Tonight is the opening of Portland Center Stage’s last production of the season: John Patrick Shanley’s extraordinary Pulitzer-, Obie- and Tony-winning 2004 play, Doubt, directed by Rose Riordan. The script, by far the finest I’ve read from the last decade, addresses a 1964 battle of wills between a Sister Aloysius, a nun so staunchly traditional she frowns on the use of ballpoint pens by her students, and Father Flynn, a progressive young priest determined to follow the Second Vatican Council’s directive to be friendly with his parishoners, over the possible molestation of a black student—the first to attend their Bronx parish school.
It’s a great play and should, barring disaster, make for a good production at PCS. The cast is very strong—I’ve interviewed Jennifer Lee Taylor, playing big-hearted Sister James, elsewhere—and Shanley’s play is one of the very few that is entirely satisfying when read on its own. What’s interesting is that there’s a tenuous link in the play to Oregon history—and no, I don’t mean the Archdiocese of Portland’s ongoing problems. In 1925, our state was at the center of a bigotry-charged battle over church/state rights. The Oregon Blue Book explains:
Wartime stress, emphasis on patriotism, distrust of German-Americans, eugenics campaigns championed by Dr. Bethenia Owens-Adair, and anti-Catholic bigotry created fertile ground in Oregon for the rise of the American Protective Association, Federation of Patriotic Societies, and the Ku Klux Klan.

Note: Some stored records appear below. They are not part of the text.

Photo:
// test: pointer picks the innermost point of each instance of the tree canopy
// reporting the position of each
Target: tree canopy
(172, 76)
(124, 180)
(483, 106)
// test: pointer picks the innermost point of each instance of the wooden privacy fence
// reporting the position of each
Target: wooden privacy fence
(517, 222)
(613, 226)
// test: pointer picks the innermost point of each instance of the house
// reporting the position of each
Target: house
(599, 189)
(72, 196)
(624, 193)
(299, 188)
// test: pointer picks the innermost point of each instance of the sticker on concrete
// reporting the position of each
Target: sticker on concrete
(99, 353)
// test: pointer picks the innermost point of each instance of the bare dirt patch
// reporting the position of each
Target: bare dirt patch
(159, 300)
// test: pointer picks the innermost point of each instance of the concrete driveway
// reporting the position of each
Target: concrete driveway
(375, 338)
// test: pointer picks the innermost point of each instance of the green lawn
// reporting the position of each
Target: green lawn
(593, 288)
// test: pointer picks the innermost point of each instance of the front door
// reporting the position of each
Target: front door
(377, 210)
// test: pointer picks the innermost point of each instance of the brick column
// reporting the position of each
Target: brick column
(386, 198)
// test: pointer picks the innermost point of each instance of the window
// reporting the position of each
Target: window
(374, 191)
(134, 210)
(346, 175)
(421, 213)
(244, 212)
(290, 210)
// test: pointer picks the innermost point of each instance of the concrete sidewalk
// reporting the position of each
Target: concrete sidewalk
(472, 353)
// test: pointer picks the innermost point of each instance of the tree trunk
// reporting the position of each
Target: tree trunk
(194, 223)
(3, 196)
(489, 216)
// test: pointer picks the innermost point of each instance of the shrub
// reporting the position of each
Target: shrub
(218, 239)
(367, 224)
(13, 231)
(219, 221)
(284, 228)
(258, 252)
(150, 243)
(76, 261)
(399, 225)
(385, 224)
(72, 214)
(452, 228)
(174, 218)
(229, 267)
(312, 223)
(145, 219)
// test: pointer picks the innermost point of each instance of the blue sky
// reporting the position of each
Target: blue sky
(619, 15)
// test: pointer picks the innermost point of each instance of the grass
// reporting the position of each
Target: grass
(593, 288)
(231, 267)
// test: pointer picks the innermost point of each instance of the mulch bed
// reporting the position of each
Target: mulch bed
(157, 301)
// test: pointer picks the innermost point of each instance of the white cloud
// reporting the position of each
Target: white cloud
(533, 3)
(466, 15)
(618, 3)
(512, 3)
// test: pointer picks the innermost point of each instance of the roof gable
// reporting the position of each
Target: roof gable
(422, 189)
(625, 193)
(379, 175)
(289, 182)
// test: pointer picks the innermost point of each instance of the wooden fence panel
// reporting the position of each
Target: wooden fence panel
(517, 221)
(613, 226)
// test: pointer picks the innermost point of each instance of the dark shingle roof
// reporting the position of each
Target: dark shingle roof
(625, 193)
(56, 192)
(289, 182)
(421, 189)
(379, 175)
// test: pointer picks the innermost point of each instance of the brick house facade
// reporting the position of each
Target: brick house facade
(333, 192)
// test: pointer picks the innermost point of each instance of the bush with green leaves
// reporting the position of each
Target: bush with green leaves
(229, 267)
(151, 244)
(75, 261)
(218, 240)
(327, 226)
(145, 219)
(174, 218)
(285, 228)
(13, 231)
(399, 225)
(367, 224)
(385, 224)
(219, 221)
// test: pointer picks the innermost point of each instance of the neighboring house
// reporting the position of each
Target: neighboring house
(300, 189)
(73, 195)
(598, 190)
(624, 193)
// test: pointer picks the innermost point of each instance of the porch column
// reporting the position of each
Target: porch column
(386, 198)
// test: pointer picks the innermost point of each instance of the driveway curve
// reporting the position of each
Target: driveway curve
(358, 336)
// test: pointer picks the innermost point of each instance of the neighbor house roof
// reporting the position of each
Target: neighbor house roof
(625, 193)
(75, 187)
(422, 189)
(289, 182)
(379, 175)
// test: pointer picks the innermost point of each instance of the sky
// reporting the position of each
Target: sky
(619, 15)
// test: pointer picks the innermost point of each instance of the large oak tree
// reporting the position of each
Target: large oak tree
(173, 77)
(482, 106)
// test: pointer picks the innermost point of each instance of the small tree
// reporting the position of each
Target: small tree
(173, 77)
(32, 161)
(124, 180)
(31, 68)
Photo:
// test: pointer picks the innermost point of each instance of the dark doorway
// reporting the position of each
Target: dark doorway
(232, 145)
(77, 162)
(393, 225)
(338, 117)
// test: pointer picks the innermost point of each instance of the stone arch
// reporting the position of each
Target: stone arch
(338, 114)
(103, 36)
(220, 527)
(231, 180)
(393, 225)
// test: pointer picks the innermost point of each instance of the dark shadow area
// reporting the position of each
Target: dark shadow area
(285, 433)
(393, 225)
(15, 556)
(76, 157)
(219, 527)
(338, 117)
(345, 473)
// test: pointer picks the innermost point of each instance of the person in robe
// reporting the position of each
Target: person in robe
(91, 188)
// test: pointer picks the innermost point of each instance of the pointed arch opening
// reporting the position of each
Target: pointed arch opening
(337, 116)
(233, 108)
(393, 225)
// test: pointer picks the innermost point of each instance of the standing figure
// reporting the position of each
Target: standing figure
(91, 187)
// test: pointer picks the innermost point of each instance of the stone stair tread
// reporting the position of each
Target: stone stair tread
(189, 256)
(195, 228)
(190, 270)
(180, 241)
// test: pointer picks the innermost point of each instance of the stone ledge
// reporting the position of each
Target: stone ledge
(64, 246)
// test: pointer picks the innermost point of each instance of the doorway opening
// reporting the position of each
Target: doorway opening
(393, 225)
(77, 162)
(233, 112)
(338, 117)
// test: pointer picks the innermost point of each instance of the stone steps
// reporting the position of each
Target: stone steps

With a combined membership estimated at more than 64,000 Oregonians, these organizations fed on the fear and distrust of residents in a period of social flux and uncertainty. Although minorities were few in number, racism and bigotry were imported ideas. They came with newcomers from other parts of the country and grew in soil that already nurtured suspicion and tendencies to vigilante action. Chapters of the Ku Klux Klan formed in Tillamook, Medford, Eugene, and Portland, as well as many other towns. Robed Klansmen paraded in the streets, ignited crosses on hillsides, nailed American flags to the doors of Catholic schools, and intimidated African-Americans.
The Klan, FOPS, and Scottish Rite Masons sponsored a bill, passed in 1922 in the general election, to compel all children to attend public schools. The overtly anti-Catholic measure threatened to close all parochial schools and military academies. The state Supreme Court ruled the law unconstitutional in 1924 and the U.S. Supreme Court concurred in 1925.
The decision in Pierce v. Society of Sisters had far reaching consequences—it marked the first time the Supreme Court applied the 14th Amendment to a non-human entity, and started the expansion of the rights it is interpreted to cover (to marry whoever you want, to have children, to have an abortion, etc.). All thanks to some Oregon nuns who wouldn’t be bullied by the forces of intolerance.